Исторические портреты - Ключевский Василий Осипович. Страница 143
На протяжении двух последних столетий нашей истории были две эпохи, решительно важные в движении русского самосознания. Они ознаменованы деятельностью двух лиц, работавших на очень далеких одно от другого поприщах, но тесно связанных логикой исторической жизни. Один из этих деятелей был император, другой – поэт. «Полтава» и «Медный Всадник» образуют поэтическую близость между ними.

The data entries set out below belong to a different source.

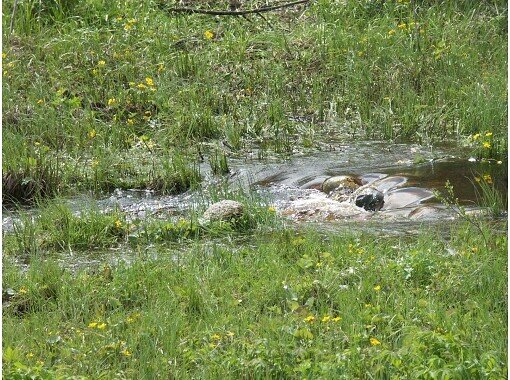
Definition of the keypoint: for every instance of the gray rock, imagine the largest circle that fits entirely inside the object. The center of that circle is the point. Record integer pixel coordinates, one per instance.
(370, 199)
(225, 210)
(341, 187)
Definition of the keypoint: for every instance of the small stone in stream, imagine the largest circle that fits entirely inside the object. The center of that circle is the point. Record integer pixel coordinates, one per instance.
(370, 199)
(225, 210)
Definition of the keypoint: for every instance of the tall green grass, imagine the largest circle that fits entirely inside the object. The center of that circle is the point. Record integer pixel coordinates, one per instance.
(92, 79)
(290, 304)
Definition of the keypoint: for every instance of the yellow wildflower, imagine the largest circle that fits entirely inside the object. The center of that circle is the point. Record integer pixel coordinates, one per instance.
(374, 341)
(309, 319)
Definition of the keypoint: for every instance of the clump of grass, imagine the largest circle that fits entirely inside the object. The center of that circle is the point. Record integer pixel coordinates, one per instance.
(356, 304)
(58, 228)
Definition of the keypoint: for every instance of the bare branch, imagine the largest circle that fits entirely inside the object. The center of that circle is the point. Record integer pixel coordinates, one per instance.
(236, 13)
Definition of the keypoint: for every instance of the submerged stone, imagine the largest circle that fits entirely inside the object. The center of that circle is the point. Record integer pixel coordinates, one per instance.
(225, 210)
(340, 187)
(370, 199)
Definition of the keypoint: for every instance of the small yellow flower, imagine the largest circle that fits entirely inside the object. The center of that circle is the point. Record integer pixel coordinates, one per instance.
(374, 341)
(326, 319)
(309, 319)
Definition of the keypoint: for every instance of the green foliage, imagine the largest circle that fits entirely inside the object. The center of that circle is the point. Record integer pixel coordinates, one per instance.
(338, 306)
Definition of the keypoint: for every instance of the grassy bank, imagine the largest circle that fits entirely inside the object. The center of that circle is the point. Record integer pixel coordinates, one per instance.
(293, 303)
(99, 95)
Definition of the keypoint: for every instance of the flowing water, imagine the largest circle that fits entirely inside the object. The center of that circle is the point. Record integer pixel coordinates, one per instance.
(406, 174)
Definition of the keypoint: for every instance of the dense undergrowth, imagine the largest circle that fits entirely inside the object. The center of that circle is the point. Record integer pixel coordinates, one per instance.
(286, 303)
(99, 95)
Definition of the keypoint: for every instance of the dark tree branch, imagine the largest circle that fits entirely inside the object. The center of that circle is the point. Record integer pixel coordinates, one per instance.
(235, 13)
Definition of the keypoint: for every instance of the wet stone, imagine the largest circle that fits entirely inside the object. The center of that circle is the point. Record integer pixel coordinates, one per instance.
(340, 187)
(225, 210)
(370, 199)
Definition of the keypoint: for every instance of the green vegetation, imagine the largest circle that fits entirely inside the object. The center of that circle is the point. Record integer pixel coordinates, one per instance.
(99, 95)
(291, 304)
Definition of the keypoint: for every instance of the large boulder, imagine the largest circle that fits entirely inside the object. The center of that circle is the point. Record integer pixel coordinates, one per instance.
(226, 210)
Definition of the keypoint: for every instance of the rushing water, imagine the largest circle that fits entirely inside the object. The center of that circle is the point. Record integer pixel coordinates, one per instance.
(406, 174)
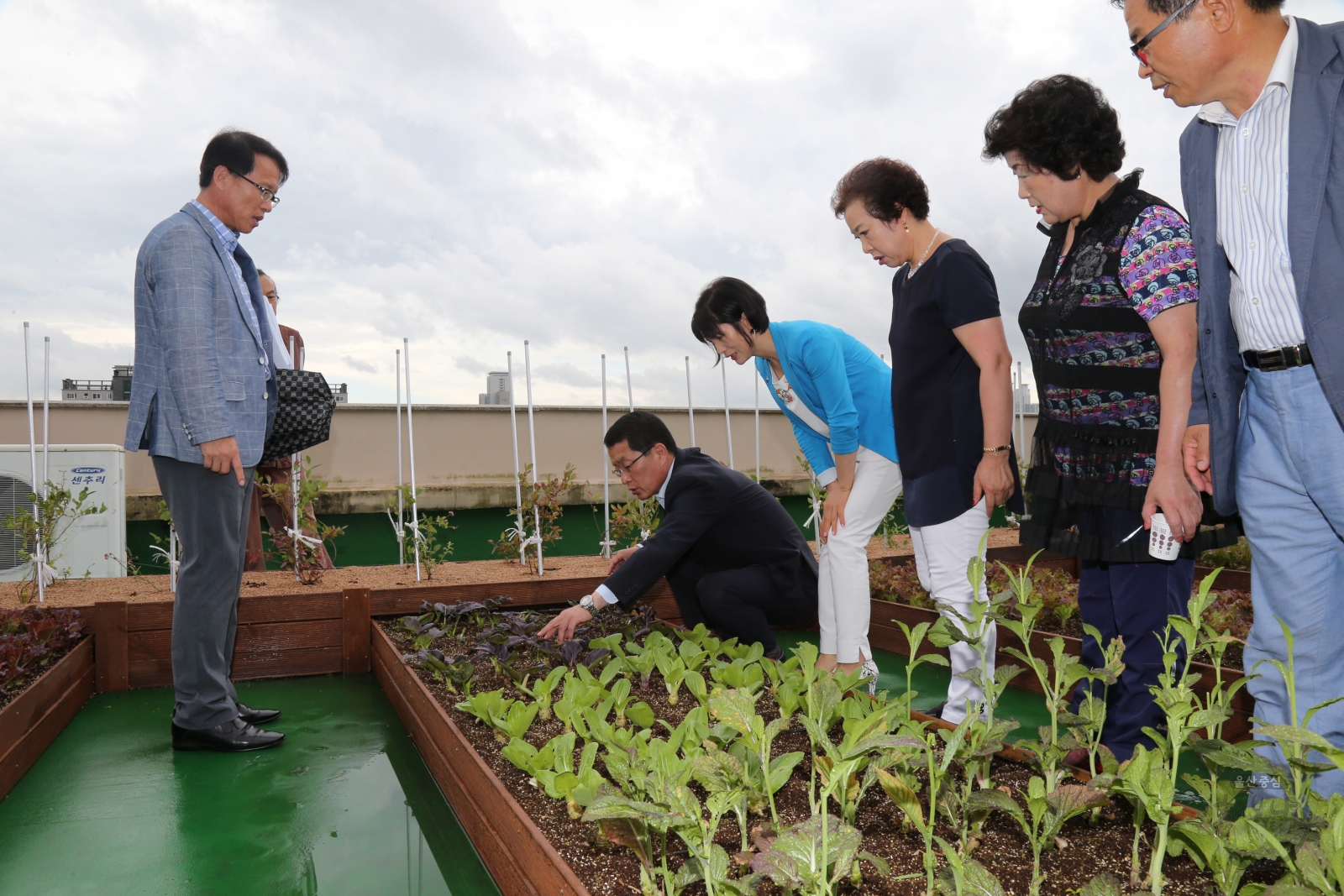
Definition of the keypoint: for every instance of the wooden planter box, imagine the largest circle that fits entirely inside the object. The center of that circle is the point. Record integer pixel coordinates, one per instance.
(300, 634)
(33, 720)
(885, 634)
(519, 857)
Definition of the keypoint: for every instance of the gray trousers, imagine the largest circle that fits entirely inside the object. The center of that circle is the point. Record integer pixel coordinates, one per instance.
(210, 512)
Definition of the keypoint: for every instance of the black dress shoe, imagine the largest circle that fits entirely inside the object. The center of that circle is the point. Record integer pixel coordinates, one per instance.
(232, 736)
(257, 716)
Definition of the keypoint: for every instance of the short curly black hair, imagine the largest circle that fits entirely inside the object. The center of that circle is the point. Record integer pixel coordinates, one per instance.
(886, 187)
(1059, 123)
(1167, 7)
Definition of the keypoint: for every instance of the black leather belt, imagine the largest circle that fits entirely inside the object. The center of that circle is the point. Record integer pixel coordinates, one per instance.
(1278, 359)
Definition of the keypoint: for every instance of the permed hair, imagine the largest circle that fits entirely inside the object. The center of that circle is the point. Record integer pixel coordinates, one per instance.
(642, 430)
(886, 187)
(722, 304)
(237, 150)
(1059, 123)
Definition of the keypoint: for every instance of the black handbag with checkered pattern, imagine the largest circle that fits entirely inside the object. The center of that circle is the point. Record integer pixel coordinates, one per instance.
(302, 414)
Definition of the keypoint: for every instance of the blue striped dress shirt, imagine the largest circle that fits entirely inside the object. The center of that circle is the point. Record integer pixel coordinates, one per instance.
(1252, 179)
(230, 239)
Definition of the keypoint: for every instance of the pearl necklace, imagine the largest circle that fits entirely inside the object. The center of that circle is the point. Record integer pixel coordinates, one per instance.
(911, 270)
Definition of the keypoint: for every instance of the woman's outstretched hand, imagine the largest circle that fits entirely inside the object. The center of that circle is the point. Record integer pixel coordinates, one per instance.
(994, 481)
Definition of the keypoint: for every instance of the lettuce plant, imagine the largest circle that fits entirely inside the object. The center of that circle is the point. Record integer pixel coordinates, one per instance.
(737, 708)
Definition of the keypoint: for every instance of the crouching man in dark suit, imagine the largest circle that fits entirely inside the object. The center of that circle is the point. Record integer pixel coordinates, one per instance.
(734, 558)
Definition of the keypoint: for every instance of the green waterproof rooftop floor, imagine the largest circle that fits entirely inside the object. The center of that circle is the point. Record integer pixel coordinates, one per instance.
(343, 806)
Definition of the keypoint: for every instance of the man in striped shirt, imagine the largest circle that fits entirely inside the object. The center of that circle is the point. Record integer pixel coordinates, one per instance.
(1261, 170)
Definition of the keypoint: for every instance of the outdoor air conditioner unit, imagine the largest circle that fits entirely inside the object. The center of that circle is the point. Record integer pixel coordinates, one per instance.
(93, 546)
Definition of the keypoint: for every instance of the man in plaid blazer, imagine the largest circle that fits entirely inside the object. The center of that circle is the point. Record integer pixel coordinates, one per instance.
(202, 403)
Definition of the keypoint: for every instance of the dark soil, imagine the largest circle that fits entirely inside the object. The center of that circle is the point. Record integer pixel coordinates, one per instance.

Древняя Русь, целые века изнывая в изнурительной борьбе с восточным варварством, оторванная этой борьбой от живого общения с образованным Западом, из доступного домашнего материала и домашними средствами с трудом сколотила невзрачное, тяжелое, но прочное государство. В ней скрывались богатые материальные средства, которых она не умела найти и разработать, а силы духовные росли кое-как, без надлежащего призора и ухода, не зная сами себя. Петр Великий разглядел те и другие и начал с первых, мощными мозолистыми руками взрыл это, как он говорил, Божие благословение, втуне под землею скрывающееся, призвав на помощь техническое знание Запада, и трудным ломаным путем из Москвы через Полтаву, Гангут и Ништадт вдвинул Россию в семью европейских держав и народов. С той минуты Европа была объединена и закончена, впервые стала цельной и сплоченной, Западно-Восточной Европой.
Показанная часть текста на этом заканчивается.